Stuck on 3.8? Horizontal asymptote $y = 0$ + $y$-int $(0, 1)$ = classic exponential signature.

How did this worksheet feel?

What I'll revisit before next class:

Answers, Do not peek before attempting

Section 2, We do (faded $y = x^2 - 4x - 5$)

Step 1: product $\mathbf{-5}$, sum $\mathbf{-4}$. Numbers $\mathbf{-5}$ and $\mathbf{1}$. Factored: $(x \mathbf{- 5})(x \mathbf{+ 1}) = 0$.
Step 2: $x = \mathbf{5}$ or $x = \mathbf{-1}$. Pairs: $(\mathbf{5}, 0)$ and $(\mathbf{-1}, 0)$.
Step 3: $y = \mathbf{-5}$. Point $(0, \mathbf{-5})$.
Step 4: axis $= \dfrac{\mathbf{-1} + \mathbf{5}}{2} = \mathbf{2}$. Vertex $y$: sub $x = 2$: $y = \mathbf{4} - \mathbf{8} - 5 = \mathbf{-9}$. Vertex $(\mathbf{2}, \mathbf{-9})$.

3.1, $y = (x - 1)^2 - 9$

Parabola. Feature: vertex $(1, -9)$, opens up ($a = 1 > 0$), MIN.

3.2, $x^2 + y^2 = 100$

Circle, centre $(0, 0)$, radius $\sqrt{100} = 10$.

3.3, $y = 5^x$

Exponential growth ($a = 5 > 1$). $y$-intercept $(0, 1)$ (because $5^0 = 1$).

3.4, $y = \dfrac{4}{x}$

Hyperbola, $k = 4 > 0 \Rightarrow$ branches in Q1 and Q3. Asymptotes: $x = 0$ (vertical) and $y = 0$ (horizontal).

3.5, $y = 2(x + 1)^2 - 8$

Vertex $(-1, -8)$. (Note $(x + 1) = (x - (-1))$, so $h = -1$.) $a = 2 > 0 \Rightarrow$ opens UP. Vertex is a MINIMUM.

3.6, $(x - 2)^2 + (y + 1)^2 = 16$

Circle. Centre $(2, -1)$ (note $(y + 1) = (y - (-1))$, so $k = -1$). Radius $\sqrt{16} = 4$.

3.7, Parabola $y = x^2 - 7x + 10$

(a) Product $10$, sum $-7$: try $-2, -5$. $(x - 2)(x - 5) = 0 \Rightarrow x = 2$ or $x = 5$.
(b) $x$-intercepts: $(2, 0)$ and $(5, 0)$. $y$-intercept (sub $x = 0$): $y = 0 - 0 + 10 = 10$. Point $(0, 10)$.
(c) Axis: midpoint of $2$ and $5$: $\dfrac{2 + 5}{2} = 3.5$. Sub $x = 3.5$: $y = 12.25 - 24.5 + 10 = -2.25$. Vertex $(3.5, -2.25)$.
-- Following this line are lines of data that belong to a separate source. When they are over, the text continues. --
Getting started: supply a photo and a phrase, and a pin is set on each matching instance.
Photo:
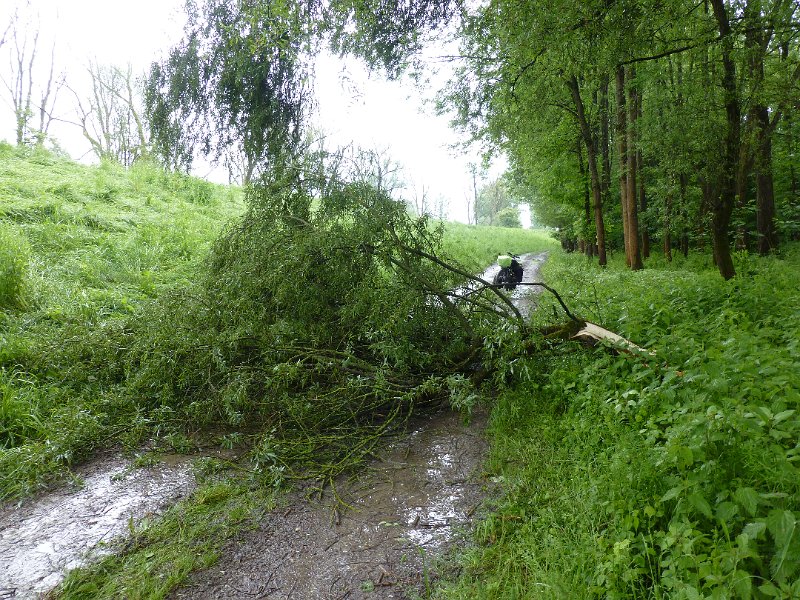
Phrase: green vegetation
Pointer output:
(160, 552)
(82, 250)
(672, 476)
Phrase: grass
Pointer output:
(86, 254)
(159, 553)
(478, 246)
(674, 477)
(81, 250)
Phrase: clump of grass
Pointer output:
(14, 264)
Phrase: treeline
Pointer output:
(639, 124)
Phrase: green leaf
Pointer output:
(726, 511)
(781, 524)
(699, 503)
(672, 493)
(743, 584)
(768, 589)
(755, 530)
(748, 499)
(782, 416)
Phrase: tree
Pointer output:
(23, 62)
(111, 118)
(238, 78)
(509, 217)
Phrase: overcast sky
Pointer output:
(370, 112)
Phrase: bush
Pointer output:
(14, 259)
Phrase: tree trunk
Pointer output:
(742, 175)
(666, 235)
(723, 203)
(586, 244)
(642, 195)
(683, 183)
(630, 196)
(622, 152)
(605, 180)
(591, 155)
(765, 192)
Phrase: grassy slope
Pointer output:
(101, 243)
(652, 478)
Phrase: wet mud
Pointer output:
(43, 538)
(376, 537)
(380, 536)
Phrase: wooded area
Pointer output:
(690, 106)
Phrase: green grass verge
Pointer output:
(81, 250)
(667, 477)
(160, 553)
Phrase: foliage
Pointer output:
(325, 319)
(161, 552)
(537, 81)
(100, 244)
(14, 261)
(239, 77)
(680, 469)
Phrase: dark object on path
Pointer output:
(510, 273)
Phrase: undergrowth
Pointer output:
(666, 476)
(83, 250)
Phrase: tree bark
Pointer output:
(591, 159)
(642, 195)
(723, 202)
(622, 154)
(630, 196)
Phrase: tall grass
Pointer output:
(478, 246)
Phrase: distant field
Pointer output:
(81, 249)
(478, 246)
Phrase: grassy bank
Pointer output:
(82, 249)
(641, 477)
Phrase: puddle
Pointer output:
(42, 538)
(402, 514)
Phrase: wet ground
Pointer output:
(42, 538)
(380, 538)
(401, 516)
(415, 503)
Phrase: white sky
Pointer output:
(372, 113)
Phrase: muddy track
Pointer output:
(415, 503)
(382, 537)
(44, 537)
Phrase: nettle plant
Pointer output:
(714, 507)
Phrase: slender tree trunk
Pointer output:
(605, 146)
(630, 196)
(682, 185)
(622, 153)
(723, 203)
(742, 176)
(586, 244)
(591, 155)
(667, 237)
(765, 191)
(642, 195)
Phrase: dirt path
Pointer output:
(44, 537)
(404, 514)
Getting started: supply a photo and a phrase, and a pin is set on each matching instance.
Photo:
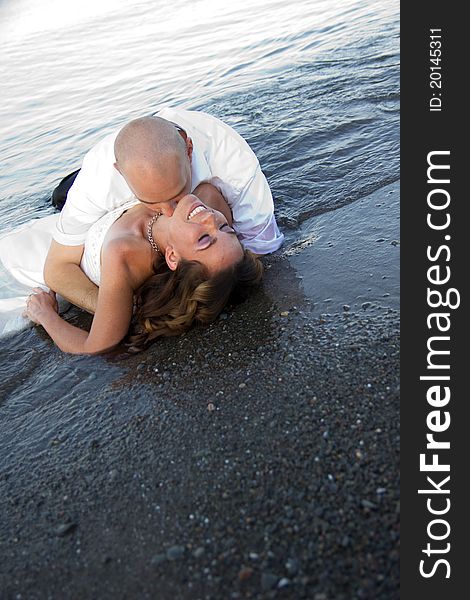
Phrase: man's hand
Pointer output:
(40, 303)
(62, 273)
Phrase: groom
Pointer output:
(157, 160)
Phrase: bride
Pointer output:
(157, 275)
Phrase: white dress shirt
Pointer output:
(220, 156)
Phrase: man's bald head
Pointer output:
(153, 158)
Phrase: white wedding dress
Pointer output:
(23, 253)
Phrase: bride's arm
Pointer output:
(113, 312)
(63, 274)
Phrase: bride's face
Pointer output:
(198, 232)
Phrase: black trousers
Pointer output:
(59, 195)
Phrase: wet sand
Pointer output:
(256, 458)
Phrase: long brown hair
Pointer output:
(170, 302)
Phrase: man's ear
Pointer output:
(189, 148)
(172, 258)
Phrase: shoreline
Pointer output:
(255, 458)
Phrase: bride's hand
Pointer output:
(40, 303)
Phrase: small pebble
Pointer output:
(64, 529)
(245, 573)
(175, 552)
(268, 581)
(292, 566)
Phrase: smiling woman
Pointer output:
(198, 232)
(201, 265)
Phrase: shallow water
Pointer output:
(312, 86)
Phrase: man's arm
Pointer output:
(62, 273)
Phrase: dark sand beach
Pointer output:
(256, 458)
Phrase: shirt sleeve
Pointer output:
(97, 189)
(254, 218)
(76, 218)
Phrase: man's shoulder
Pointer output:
(98, 177)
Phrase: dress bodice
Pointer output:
(91, 259)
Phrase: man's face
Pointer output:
(161, 189)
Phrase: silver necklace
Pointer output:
(149, 232)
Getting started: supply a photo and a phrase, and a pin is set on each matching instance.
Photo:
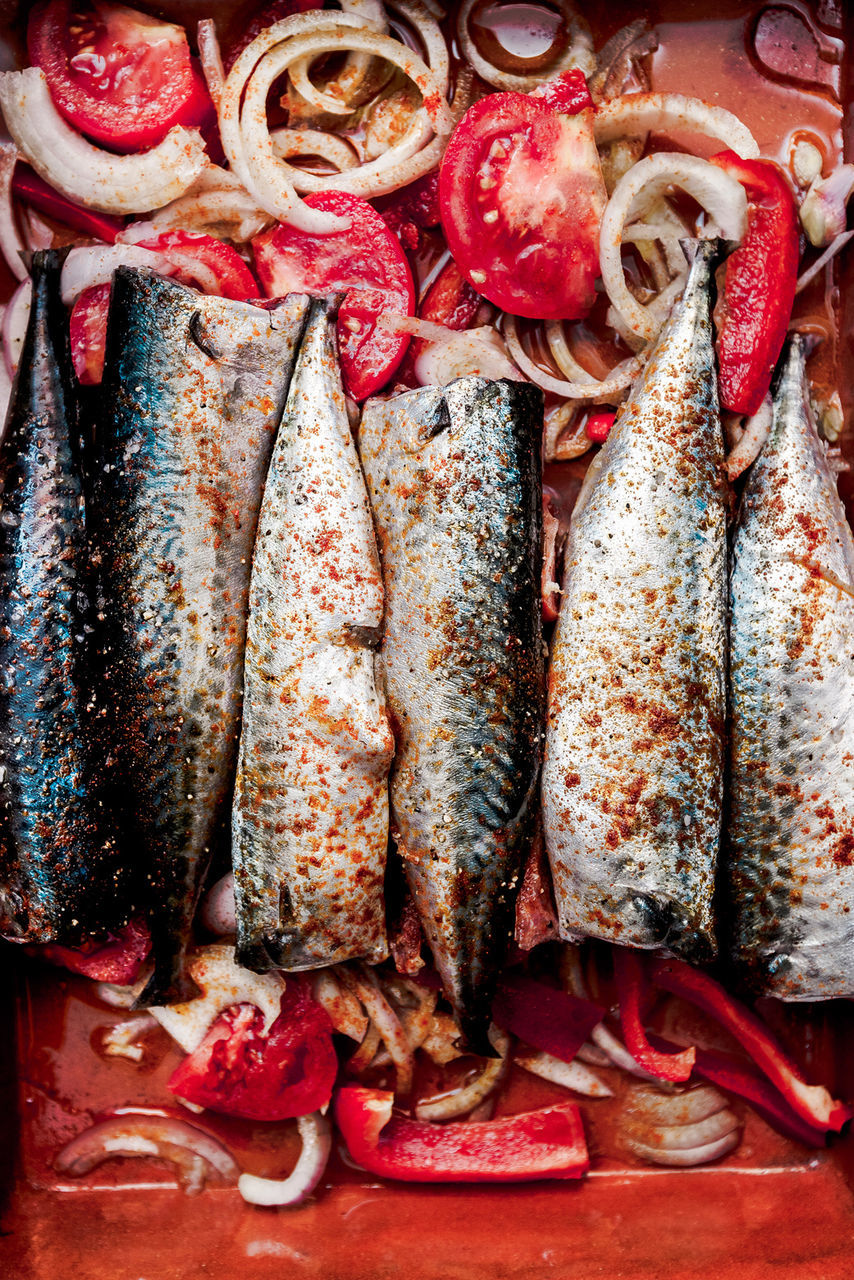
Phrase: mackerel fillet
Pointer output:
(59, 873)
(192, 394)
(310, 816)
(453, 480)
(791, 826)
(633, 775)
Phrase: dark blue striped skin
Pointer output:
(192, 394)
(59, 874)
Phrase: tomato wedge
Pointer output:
(521, 199)
(366, 263)
(120, 77)
(238, 1070)
(197, 260)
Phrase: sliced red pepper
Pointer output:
(567, 92)
(809, 1101)
(27, 186)
(759, 286)
(598, 426)
(633, 992)
(743, 1079)
(118, 960)
(544, 1016)
(546, 1143)
(238, 1070)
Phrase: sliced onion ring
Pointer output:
(12, 246)
(578, 53)
(315, 1132)
(570, 1075)
(718, 192)
(465, 1097)
(246, 137)
(192, 1151)
(642, 113)
(85, 268)
(597, 392)
(95, 178)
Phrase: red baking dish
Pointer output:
(772, 1208)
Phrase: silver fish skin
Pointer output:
(310, 814)
(193, 389)
(455, 485)
(634, 752)
(60, 876)
(790, 850)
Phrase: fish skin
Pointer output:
(310, 814)
(633, 773)
(790, 856)
(60, 877)
(455, 484)
(193, 389)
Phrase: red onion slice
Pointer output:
(315, 1132)
(193, 1152)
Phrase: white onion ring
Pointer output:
(465, 1097)
(579, 53)
(754, 435)
(685, 1159)
(96, 178)
(12, 246)
(571, 1075)
(469, 351)
(642, 113)
(218, 912)
(195, 1152)
(16, 319)
(718, 192)
(821, 263)
(223, 983)
(597, 392)
(246, 137)
(315, 1132)
(364, 984)
(86, 268)
(210, 58)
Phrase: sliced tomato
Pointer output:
(197, 260)
(264, 18)
(238, 1070)
(120, 77)
(205, 263)
(521, 199)
(366, 263)
(88, 333)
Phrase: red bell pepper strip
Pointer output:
(118, 960)
(759, 286)
(567, 92)
(598, 426)
(543, 1016)
(27, 186)
(546, 1143)
(633, 991)
(809, 1101)
(743, 1079)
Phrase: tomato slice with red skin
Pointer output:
(220, 272)
(120, 77)
(521, 199)
(238, 1070)
(366, 264)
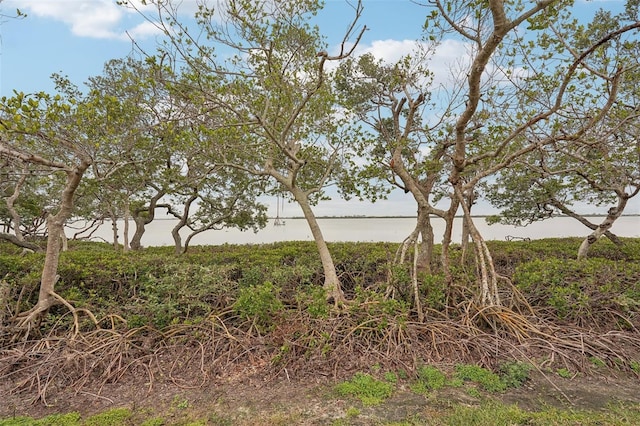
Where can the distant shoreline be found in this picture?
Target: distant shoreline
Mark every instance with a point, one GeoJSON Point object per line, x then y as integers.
{"type": "Point", "coordinates": [414, 217]}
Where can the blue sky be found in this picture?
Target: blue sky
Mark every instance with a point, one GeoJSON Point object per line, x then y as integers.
{"type": "Point", "coordinates": [76, 37]}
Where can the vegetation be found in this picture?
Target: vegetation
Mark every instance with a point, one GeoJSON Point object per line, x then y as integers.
{"type": "Point", "coordinates": [544, 114]}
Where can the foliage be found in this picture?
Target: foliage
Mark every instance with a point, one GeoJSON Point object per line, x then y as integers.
{"type": "Point", "coordinates": [366, 388]}
{"type": "Point", "coordinates": [259, 303]}
{"type": "Point", "coordinates": [429, 378]}
{"type": "Point", "coordinates": [488, 380]}
{"type": "Point", "coordinates": [583, 291]}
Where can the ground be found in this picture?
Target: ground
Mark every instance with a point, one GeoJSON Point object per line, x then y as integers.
{"type": "Point", "coordinates": [252, 400]}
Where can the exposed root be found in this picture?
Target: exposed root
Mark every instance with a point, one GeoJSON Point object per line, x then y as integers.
{"type": "Point", "coordinates": [225, 347]}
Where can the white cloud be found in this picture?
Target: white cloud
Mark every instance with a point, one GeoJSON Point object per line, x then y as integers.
{"type": "Point", "coordinates": [102, 19]}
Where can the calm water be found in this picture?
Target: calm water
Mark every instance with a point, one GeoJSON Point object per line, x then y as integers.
{"type": "Point", "coordinates": [372, 229]}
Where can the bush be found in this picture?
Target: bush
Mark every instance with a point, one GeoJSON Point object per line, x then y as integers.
{"type": "Point", "coordinates": [260, 304]}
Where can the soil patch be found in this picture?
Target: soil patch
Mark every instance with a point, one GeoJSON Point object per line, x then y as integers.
{"type": "Point", "coordinates": [252, 400]}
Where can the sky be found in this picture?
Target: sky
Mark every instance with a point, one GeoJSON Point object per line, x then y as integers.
{"type": "Point", "coordinates": [76, 37]}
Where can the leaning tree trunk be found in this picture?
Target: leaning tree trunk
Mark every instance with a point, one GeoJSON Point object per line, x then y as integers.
{"type": "Point", "coordinates": [47, 296]}
{"type": "Point", "coordinates": [143, 217]}
{"type": "Point", "coordinates": [612, 215]}
{"type": "Point", "coordinates": [331, 280]}
{"type": "Point", "coordinates": [488, 278]}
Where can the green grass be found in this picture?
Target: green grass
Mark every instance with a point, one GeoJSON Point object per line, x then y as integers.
{"type": "Point", "coordinates": [366, 388]}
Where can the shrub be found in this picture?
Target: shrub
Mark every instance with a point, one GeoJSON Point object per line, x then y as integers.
{"type": "Point", "coordinates": [259, 303]}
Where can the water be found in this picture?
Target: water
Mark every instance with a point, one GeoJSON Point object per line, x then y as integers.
{"type": "Point", "coordinates": [158, 233]}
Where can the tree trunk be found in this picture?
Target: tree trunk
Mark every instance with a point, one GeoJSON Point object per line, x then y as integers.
{"type": "Point", "coordinates": [612, 215]}
{"type": "Point", "coordinates": [143, 217]}
{"type": "Point", "coordinates": [55, 230]}
{"type": "Point", "coordinates": [484, 261]}
{"type": "Point", "coordinates": [331, 280]}
{"type": "Point", "coordinates": [15, 217]}
{"type": "Point", "coordinates": [182, 222]}
{"type": "Point", "coordinates": [125, 230]}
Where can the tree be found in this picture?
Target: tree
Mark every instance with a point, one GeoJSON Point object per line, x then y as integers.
{"type": "Point", "coordinates": [600, 164]}
{"type": "Point", "coordinates": [268, 108]}
{"type": "Point", "coordinates": [41, 130]}
{"type": "Point", "coordinates": [63, 134]}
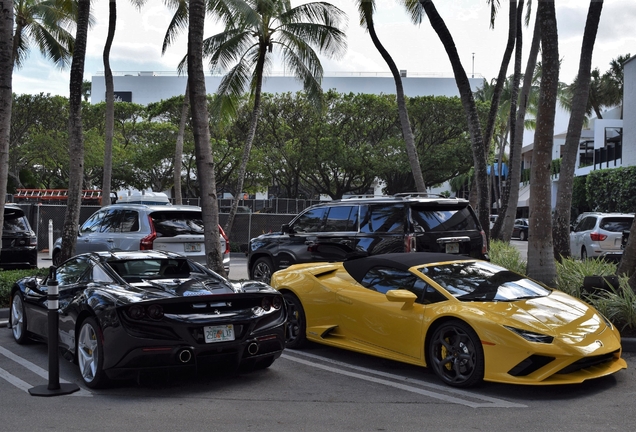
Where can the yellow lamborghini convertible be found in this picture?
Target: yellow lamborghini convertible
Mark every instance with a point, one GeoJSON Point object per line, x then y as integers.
{"type": "Point", "coordinates": [469, 320]}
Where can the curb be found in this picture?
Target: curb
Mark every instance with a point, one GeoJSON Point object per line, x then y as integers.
{"type": "Point", "coordinates": [628, 344]}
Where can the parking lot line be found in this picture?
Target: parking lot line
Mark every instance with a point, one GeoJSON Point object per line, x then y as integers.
{"type": "Point", "coordinates": [33, 368]}
{"type": "Point", "coordinates": [445, 393]}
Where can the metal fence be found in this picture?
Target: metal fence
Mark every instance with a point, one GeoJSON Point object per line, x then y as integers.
{"type": "Point", "coordinates": [245, 227]}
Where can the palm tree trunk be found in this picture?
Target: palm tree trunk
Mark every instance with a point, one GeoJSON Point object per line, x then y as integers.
{"type": "Point", "coordinates": [468, 102]}
{"type": "Point", "coordinates": [6, 99]}
{"type": "Point", "coordinates": [256, 111]}
{"type": "Point", "coordinates": [501, 77]}
{"type": "Point", "coordinates": [541, 264]}
{"type": "Point", "coordinates": [110, 105]}
{"type": "Point", "coordinates": [76, 134]}
{"type": "Point", "coordinates": [511, 191]}
{"type": "Point", "coordinates": [502, 229]}
{"type": "Point", "coordinates": [201, 130]}
{"type": "Point", "coordinates": [178, 151]}
{"type": "Point", "coordinates": [562, 211]}
{"type": "Point", "coordinates": [407, 132]}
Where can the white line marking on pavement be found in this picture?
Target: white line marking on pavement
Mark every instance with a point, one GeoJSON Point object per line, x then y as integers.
{"type": "Point", "coordinates": [465, 399]}
{"type": "Point", "coordinates": [35, 369]}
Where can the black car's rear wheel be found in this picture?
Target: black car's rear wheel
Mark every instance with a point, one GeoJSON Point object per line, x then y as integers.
{"type": "Point", "coordinates": [455, 354]}
{"type": "Point", "coordinates": [262, 270]}
{"type": "Point", "coordinates": [90, 354]}
{"type": "Point", "coordinates": [295, 332]}
{"type": "Point", "coordinates": [18, 319]}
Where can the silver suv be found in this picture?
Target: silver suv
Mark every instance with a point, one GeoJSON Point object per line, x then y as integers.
{"type": "Point", "coordinates": [128, 227]}
{"type": "Point", "coordinates": [599, 235]}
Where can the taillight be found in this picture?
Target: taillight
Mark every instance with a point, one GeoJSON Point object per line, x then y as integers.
{"type": "Point", "coordinates": [227, 240]}
{"type": "Point", "coordinates": [597, 236]}
{"type": "Point", "coordinates": [146, 242]}
{"type": "Point", "coordinates": [484, 243]}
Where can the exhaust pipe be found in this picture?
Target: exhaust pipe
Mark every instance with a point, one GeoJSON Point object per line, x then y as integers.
{"type": "Point", "coordinates": [184, 356]}
{"type": "Point", "coordinates": [252, 348]}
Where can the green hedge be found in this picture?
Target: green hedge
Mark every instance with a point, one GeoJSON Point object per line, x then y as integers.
{"type": "Point", "coordinates": [9, 277]}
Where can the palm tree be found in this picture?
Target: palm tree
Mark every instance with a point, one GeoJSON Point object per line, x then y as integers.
{"type": "Point", "coordinates": [201, 130]}
{"type": "Point", "coordinates": [76, 135]}
{"type": "Point", "coordinates": [110, 100]}
{"type": "Point", "coordinates": [43, 24]}
{"type": "Point", "coordinates": [6, 98]}
{"type": "Point", "coordinates": [366, 9]}
{"type": "Point", "coordinates": [541, 264]}
{"type": "Point", "coordinates": [254, 29]}
{"type": "Point", "coordinates": [468, 102]}
{"type": "Point", "coordinates": [562, 210]}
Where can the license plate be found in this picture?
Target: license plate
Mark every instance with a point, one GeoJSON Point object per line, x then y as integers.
{"type": "Point", "coordinates": [452, 247]}
{"type": "Point", "coordinates": [192, 247]}
{"type": "Point", "coordinates": [218, 333]}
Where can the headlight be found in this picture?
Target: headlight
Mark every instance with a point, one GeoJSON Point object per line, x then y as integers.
{"type": "Point", "coordinates": [531, 336]}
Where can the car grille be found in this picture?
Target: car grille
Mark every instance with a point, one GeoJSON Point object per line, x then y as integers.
{"type": "Point", "coordinates": [587, 362]}
{"type": "Point", "coordinates": [530, 364]}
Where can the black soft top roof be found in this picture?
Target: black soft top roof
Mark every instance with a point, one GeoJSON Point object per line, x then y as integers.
{"type": "Point", "coordinates": [358, 268]}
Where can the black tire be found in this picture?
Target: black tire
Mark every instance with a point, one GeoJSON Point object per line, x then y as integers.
{"type": "Point", "coordinates": [295, 332]}
{"type": "Point", "coordinates": [90, 354]}
{"type": "Point", "coordinates": [455, 354]}
{"type": "Point", "coordinates": [262, 270]}
{"type": "Point", "coordinates": [18, 319]}
{"type": "Point", "coordinates": [56, 258]}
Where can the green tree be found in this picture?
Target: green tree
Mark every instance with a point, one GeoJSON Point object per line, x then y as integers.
{"type": "Point", "coordinates": [201, 130]}
{"type": "Point", "coordinates": [569, 154]}
{"type": "Point", "coordinates": [76, 135]}
{"type": "Point", "coordinates": [255, 28]}
{"type": "Point", "coordinates": [44, 24]}
{"type": "Point", "coordinates": [366, 9]}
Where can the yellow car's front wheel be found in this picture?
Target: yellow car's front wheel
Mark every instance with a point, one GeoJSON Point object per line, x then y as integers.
{"type": "Point", "coordinates": [455, 354]}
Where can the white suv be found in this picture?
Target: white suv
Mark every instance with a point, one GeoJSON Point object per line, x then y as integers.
{"type": "Point", "coordinates": [599, 235]}
{"type": "Point", "coordinates": [169, 228]}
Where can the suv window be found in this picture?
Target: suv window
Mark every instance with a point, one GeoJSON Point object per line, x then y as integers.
{"type": "Point", "coordinates": [310, 221]}
{"type": "Point", "coordinates": [174, 223]}
{"type": "Point", "coordinates": [446, 219]}
{"type": "Point", "coordinates": [616, 224]}
{"type": "Point", "coordinates": [343, 218]}
{"type": "Point", "coordinates": [382, 218]}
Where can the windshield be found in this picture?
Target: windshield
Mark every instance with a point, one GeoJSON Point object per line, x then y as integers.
{"type": "Point", "coordinates": [482, 281]}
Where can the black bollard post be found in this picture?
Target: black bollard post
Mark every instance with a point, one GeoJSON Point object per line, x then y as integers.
{"type": "Point", "coordinates": [54, 388]}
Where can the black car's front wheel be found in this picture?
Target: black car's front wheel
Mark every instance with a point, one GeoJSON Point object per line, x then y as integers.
{"type": "Point", "coordinates": [262, 270]}
{"type": "Point", "coordinates": [90, 354]}
{"type": "Point", "coordinates": [18, 319]}
{"type": "Point", "coordinates": [456, 355]}
{"type": "Point", "coordinates": [296, 324]}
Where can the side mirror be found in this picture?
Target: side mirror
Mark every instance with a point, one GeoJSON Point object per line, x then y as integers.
{"type": "Point", "coordinates": [401, 296]}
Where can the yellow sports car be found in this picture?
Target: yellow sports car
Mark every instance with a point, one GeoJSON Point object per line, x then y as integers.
{"type": "Point", "coordinates": [469, 320]}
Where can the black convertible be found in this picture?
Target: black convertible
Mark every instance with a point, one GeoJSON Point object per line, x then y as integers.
{"type": "Point", "coordinates": [120, 312]}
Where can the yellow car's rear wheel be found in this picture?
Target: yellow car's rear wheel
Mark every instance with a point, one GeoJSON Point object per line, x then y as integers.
{"type": "Point", "coordinates": [456, 355]}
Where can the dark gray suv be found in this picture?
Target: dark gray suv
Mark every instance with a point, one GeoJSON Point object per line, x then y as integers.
{"type": "Point", "coordinates": [348, 228]}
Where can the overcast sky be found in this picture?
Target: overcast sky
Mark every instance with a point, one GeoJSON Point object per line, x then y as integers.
{"type": "Point", "coordinates": [137, 44]}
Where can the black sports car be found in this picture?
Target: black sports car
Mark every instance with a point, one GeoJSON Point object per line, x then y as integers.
{"type": "Point", "coordinates": [120, 312]}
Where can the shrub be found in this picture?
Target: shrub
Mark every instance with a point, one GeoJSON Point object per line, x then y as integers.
{"type": "Point", "coordinates": [506, 255]}
{"type": "Point", "coordinates": [570, 273]}
{"type": "Point", "coordinates": [9, 277]}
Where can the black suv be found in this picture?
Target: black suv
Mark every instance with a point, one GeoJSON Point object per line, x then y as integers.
{"type": "Point", "coordinates": [19, 243]}
{"type": "Point", "coordinates": [348, 228]}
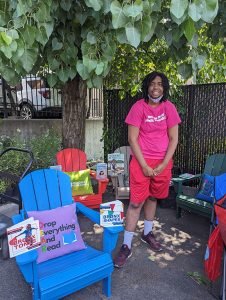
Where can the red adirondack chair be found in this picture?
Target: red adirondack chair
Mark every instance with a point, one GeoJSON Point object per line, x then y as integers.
{"type": "Point", "coordinates": [72, 160]}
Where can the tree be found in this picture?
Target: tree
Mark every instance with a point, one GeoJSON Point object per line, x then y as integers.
{"type": "Point", "coordinates": [79, 39]}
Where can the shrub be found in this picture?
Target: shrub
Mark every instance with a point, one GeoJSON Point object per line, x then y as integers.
{"type": "Point", "coordinates": [43, 147]}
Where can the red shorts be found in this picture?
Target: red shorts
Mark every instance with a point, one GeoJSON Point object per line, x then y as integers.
{"type": "Point", "coordinates": [142, 187]}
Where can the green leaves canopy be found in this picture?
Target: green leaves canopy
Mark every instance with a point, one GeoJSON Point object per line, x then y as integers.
{"type": "Point", "coordinates": [81, 37]}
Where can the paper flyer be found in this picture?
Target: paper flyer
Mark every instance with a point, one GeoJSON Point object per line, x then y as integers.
{"type": "Point", "coordinates": [23, 237]}
{"type": "Point", "coordinates": [111, 214]}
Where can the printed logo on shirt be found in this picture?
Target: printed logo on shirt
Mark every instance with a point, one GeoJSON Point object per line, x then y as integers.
{"type": "Point", "coordinates": [156, 119]}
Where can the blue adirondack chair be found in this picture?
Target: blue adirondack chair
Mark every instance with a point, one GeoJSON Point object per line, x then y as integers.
{"type": "Point", "coordinates": [53, 279]}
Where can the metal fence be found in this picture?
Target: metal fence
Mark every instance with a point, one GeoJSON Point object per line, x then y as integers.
{"type": "Point", "coordinates": [32, 98]}
{"type": "Point", "coordinates": [202, 132]}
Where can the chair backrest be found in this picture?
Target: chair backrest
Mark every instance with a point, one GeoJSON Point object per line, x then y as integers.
{"type": "Point", "coordinates": [45, 189]}
{"type": "Point", "coordinates": [215, 164]}
{"type": "Point", "coordinates": [127, 152]}
{"type": "Point", "coordinates": [71, 159]}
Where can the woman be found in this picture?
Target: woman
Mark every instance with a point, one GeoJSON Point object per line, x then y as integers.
{"type": "Point", "coordinates": [153, 137]}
3.8, Identify from a description

(a) Family: exponential growth.
(b) Possible equation: $y = 2^x$ (or any $y = a^x$ with $a > 1$).
(c) A parabola doesn't match because parabolas have a vertex (a turning point) and either cross the $x$-axis twice, touch it once, or sit entirely above/below, they don't approach the $x$-axis asymptotically. A hyperbola has TWO branches and asymptotes on BOTH axes (not just $y = 0$); a single increasing curve through $(0, 1)$ doesn't fit the hyperbola pattern.